Our home is situated on the south side of one mountain. It is not a very high mountain, but it is still a great workout to hike to spots that offer a scenic view.
One of those scenic views overlooks the river, and bridges. One is a stone railroad bridge that was built early 1900’s, but it still functions with several working tracks even.
On the way to our house you would follow the river along a main road. Once you turn off the road onto our street, our house is only ½ mile up. Although it dead ends at the top of the mountain, there is still a fair amount of traffic coming and going.
We are still kind of new in this neighborhood. It is only our third winter here. This summer several other houses were sold, and we are trying to get acquainted with our neighbors. Many of the houses that were sold (including ours) are very old, somewhat neglected, and in need of repair.
One such home is the beautiful 2 story brick house at the intersection of our street and the main road. I think it was sold soon after we moved in here. You couldn’t help but notice activity going on, because it sits right there at the stop sign as you wait to turn onto the main road. And again, you can’t miss it as you slow down to turn off the main road onto the street.
I would excitedly watch the old house take on a whole new look as the transformation began. I would drive slowly by and watch as they dragged out old plaster, debris, and carpet. I don’t think they gutted it, but they removed a lot.
I was happy as they replaced the windows, and was celebrating as they put in new doors and a fresh coat of paint on the porch. Dignity was being restored to this tired old house. I was almost envious to see it coming along so nicely at such a quick pace, as we struggled to make just one improvement at a time. It seemed like theirs was all fixed up and beautiful in no time.
When winter came and the daylight hours decreased, with all the lights on I could easily see inside as I drove by. There are a lot of windows, and no curtains were hung at that time. I could see the painting, the new cabinets, and the work being done on the inside as well as the outside.
In the spring they cleaned up the yard and trimmed some of the shrubs.

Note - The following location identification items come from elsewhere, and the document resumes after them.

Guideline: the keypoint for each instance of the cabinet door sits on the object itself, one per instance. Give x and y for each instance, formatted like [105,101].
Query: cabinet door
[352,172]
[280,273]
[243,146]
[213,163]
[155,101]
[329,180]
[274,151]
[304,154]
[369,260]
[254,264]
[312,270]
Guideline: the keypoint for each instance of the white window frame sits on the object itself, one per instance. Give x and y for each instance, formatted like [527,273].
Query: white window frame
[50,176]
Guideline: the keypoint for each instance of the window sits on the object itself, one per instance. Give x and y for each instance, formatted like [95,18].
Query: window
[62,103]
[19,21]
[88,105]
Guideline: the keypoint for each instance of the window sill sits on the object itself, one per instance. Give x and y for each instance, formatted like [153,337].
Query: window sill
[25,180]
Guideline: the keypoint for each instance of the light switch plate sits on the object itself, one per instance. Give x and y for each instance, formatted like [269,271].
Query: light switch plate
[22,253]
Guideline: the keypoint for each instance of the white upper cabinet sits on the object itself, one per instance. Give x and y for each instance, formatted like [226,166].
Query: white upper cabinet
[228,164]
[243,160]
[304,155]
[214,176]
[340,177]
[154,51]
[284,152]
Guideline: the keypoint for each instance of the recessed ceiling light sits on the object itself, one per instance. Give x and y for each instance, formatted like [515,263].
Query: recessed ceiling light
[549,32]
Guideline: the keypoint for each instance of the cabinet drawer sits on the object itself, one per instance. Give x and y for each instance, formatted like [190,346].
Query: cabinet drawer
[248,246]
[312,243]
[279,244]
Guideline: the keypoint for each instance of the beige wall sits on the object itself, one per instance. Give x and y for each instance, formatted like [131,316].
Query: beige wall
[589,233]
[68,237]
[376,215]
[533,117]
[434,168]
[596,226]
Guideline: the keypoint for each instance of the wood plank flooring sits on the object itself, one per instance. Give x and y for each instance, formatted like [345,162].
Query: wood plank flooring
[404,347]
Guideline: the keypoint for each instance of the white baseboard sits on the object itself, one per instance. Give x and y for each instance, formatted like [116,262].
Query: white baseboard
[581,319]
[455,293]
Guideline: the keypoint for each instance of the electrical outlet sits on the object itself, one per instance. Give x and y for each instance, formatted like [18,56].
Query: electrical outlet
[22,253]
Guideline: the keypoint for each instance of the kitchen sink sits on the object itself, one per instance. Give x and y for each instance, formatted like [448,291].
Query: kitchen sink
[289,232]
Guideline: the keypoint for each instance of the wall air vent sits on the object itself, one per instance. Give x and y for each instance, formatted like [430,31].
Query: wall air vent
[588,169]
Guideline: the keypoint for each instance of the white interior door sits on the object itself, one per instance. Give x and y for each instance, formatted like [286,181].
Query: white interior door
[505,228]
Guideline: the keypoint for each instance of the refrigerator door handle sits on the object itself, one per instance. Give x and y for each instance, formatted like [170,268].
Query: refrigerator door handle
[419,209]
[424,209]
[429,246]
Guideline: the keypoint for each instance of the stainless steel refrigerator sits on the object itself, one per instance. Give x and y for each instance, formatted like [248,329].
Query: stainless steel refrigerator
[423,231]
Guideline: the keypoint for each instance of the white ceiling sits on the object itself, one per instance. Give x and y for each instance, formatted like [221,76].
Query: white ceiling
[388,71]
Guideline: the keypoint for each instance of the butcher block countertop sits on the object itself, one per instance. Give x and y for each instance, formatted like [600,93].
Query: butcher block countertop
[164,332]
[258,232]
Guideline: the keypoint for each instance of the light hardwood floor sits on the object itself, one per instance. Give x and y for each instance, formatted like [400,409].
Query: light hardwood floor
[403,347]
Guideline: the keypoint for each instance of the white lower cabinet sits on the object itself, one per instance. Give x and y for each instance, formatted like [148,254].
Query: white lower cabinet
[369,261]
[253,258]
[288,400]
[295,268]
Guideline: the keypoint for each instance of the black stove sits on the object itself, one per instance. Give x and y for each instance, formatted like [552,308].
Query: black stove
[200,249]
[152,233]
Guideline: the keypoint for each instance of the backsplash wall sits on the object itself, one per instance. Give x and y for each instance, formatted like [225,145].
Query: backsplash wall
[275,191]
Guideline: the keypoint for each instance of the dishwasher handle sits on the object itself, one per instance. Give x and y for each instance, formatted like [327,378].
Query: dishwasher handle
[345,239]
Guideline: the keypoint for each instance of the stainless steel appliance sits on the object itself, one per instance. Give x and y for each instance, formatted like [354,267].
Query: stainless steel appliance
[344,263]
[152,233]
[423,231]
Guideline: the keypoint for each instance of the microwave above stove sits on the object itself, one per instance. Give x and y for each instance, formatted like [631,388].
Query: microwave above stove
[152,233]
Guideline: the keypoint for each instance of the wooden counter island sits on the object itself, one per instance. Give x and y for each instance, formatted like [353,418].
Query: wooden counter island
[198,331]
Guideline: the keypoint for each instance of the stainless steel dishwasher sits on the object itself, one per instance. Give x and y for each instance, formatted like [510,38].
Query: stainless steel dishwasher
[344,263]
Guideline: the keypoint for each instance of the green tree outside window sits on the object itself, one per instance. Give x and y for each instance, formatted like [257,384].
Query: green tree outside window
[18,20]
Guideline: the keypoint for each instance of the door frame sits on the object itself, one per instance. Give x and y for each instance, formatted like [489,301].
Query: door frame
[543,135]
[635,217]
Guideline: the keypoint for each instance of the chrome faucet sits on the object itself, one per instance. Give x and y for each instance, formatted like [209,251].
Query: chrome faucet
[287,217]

I’m not too crazy about their landscaping efforts. They just put down landscape cloth with mulch on top. There were few large rocks placed here and there in their fresh mulch bed (can’t really call it a flower bed, as they forgot to plant flowers). With a house like that, I envision a flowerbed alive with color and beauty along the foundation.
Other than the landscaping, they’ve done a wonderful job. I’ve enjoyed watching the phases.
One day early in June I was turning off the main road and, as usual, glanced over at the brick house. Something different caught my eye.
Just outside the gate of the wrought iron fence, was a boy. He was checking the mail and happened to look up as I was driving by. We made brief eye contact and I could tell he was watching as I drove by in my dark green Toyota Tacoma.
I don’t remember having seen him before. With him standing there, it seemed he was a teen maybe 13 or 14. Seeing him instantly caused me to think of my own son.
Mentally I made comparisons between this boy and my own. Who is taller? Which one is bigger? This boy seemed a little thicker, as of the last picture, my son was skinny. I wondered if my son goes out to check the mail too. How often? What color is their mailbox?
Every day I drive by their Big Red Mailbox at the end of my street. Almost secretly I hope to see the boy. I think it’s because he is a trigger for me. Not that I needed any more triggers in my life than I already have which cause me to think about my son. After all, I don’t think a day has gone by without me thinking of him. But somehow, seeing this boy gives some flesh and life to a ghost of a dream that I hold onto.
I noticed a for sale sign in their front yard last week. Although I don’t even know him, it makes my heart a little sad to think of this boy leaving. Maybe it is sad to me because he will be gone without me ever getting a chance to know anything about him. I don’t even know his name. I will never know this kid down the street. But when I drive by their Big Red Mailbox; I have feelings of hopefulness and wishing.
There is the definite sense of longing to someday know the mystery boy in my life. No I’m not referring to the kid who lives down the street, but to the mystery boy in my own life and in my heart, my son. Sigh … I desperately long for the day when I will see him face to face. I wait for a day when I can look into dark brown eyes, which are a mirror image of my own.
I, close my eyes to imagine what it will sound like just to hear his voice. That longing, that hope, that dream, all of that is what is going on inside of me each time I see their Big Red Mailbox.